Forgetfulness in the spiritual realm is more serious. In Deuteronomy Moses gave his farewell words to God's people. He warned them of forgetting God's activity in their past in the affluence of their present. God sustains us when we are nobody and have nothing. Many forget Him when we are somebody and have something. When life is very good, beware the temptation to forget God.

Beware of Forgetting God When Life Gets Good

The reality of forgetfulness is in the words, "Be careful that you do not forget the Lord your God" (v. 11). This does not refer to mere absentmindedness. Facts about God can be remembered while we forget God. Even in the midst of church the living reality of God can fade and cease to be a governing principle. Abundance blunts the edge of your awareness of God. It is the ultimate contradiction that we can forget the One who is always and everywhere present.

The reason for forgetfulness of God is the present abundance of life. We can forget Him because of the very gifts He gives us. When our hands are full, we can forget what we learned when our hands were empty. For four decades the Hebrews had wandered as nomads, like modern Bedouins. They were about to settle down in permanent locations. They would begin to accumulate. Inwardly, they would be sated with more than enough food. Outwardly, their cattle, sheep, and camels would be stouter and more powerful than those of their wandering life. They would begin to accumulate precious metals which they never had as nomads. For years as wanderers they had been on the edge of poverty and never accumulated anything. Now they would accumulate and forget God.
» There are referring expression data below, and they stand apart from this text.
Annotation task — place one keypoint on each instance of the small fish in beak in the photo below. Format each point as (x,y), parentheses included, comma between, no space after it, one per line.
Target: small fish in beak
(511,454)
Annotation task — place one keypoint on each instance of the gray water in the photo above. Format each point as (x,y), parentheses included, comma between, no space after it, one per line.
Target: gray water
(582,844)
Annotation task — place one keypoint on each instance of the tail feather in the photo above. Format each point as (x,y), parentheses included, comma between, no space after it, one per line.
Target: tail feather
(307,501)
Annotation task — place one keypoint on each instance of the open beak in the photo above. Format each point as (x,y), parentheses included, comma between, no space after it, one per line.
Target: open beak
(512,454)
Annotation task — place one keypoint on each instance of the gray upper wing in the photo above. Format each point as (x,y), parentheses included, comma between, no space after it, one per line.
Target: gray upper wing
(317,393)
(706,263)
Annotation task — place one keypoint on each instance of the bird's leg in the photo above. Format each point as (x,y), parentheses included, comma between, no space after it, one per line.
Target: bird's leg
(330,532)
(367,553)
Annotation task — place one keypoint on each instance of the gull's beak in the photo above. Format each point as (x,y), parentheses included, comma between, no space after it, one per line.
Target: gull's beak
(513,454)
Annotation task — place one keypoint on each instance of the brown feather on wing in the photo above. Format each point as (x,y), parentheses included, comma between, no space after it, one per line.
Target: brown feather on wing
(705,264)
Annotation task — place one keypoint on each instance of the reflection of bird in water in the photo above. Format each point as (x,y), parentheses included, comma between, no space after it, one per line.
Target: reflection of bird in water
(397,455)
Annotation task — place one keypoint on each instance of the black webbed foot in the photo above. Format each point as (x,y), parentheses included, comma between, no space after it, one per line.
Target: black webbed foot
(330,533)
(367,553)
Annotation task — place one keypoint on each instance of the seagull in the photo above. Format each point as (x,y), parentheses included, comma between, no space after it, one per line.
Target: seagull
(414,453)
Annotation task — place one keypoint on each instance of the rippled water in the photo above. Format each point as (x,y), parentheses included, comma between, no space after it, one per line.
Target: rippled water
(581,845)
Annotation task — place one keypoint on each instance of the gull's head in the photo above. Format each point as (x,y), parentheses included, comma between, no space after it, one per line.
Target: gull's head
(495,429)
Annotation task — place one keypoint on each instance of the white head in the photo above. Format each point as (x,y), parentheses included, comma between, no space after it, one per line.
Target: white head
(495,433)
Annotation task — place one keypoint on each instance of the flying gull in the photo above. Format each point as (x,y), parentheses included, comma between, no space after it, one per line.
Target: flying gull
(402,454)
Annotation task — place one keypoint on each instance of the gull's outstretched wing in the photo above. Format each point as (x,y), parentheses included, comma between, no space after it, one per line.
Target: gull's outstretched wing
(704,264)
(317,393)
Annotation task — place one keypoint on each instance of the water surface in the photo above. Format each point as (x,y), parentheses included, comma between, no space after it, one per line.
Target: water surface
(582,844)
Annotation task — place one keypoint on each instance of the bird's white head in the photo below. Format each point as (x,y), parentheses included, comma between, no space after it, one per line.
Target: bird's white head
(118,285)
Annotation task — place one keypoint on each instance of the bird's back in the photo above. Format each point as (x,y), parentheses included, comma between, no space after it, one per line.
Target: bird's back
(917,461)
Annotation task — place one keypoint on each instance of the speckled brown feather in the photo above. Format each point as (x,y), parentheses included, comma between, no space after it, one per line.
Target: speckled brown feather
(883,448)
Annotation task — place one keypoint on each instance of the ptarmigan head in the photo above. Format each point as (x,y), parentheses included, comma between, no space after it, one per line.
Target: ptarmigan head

You can count on it. When you have little you live in dependence on God. When you have a big house, a big car, and big bank balance you can easily forget God.

The Result of Forgetting God Is Arrogant Self-Sufficiency

Spiritual forgetfulness leads to an arrogant attitude: "Your heart will become proud" (v. 14). Pride is lodged in the seat of your personality, the heart. Pride grows in the heart when you forget your past absolute dependence on God. Israel had forgotten the pit and the pathway of its past. Israel's very life had depended on God's protection and provision. God had protected Israel from the dryness and the dangers of a desert existence. He had provided for them when it appeared no provision could be made. Water and food came out of impossibility. The strength to wander came from God alone.

Most of us have an early wilderness experience. Resources are short, we live from day to day, the future is insecure. God's provision is a living reality. But then things get good. We forget that God sustained us when we had little.

Spiritual forgetfulness leads to an arrogant confession: You may say to yourself, "My power and the strength of my hands have produced this wealth for me" (v. 17). Notice that you say this "to yourself." You may still go through the motions of worshiping God and thanking Him in public, but "to yourself" you offer congratulations. You studied while others were playing, you worked while others were sleeping, you were shrewd while others were dumb, etc., etc. Outwardly, you may go through the motions of praising God, but inwardly you congratulate yourself. Your energy and your ability did it. God fades and disappears. Instead of "How Great Thou Art" you hum inwardly "How Great I Am."

The Recovery from Forgetting God Is a Deliberate Recollection

How do you get over spiritual amnesia? A deliberate effort at memory begins the recovery. Remember that God alone sustains your life (v. 18). You should sit down and if necessary write out the provisions for your life. If you will relive your life in memory, you will rediscover that it was God alone who provided when provision was needed. The central message of Deuteronomy is that God alone is the author of life's provision. Further remember that God sustains you because of His faithfulness, not your performance. God "confirms his covenant which he swore to your forefathers" (v. 18b). God's blessings in life are the result of His own promise, not our changing performance. He blesses because He is true to His own word and name. We recover from spiritual forgetfulness when we remember that all we are and have is the result of His faithfulness to His word and covenant.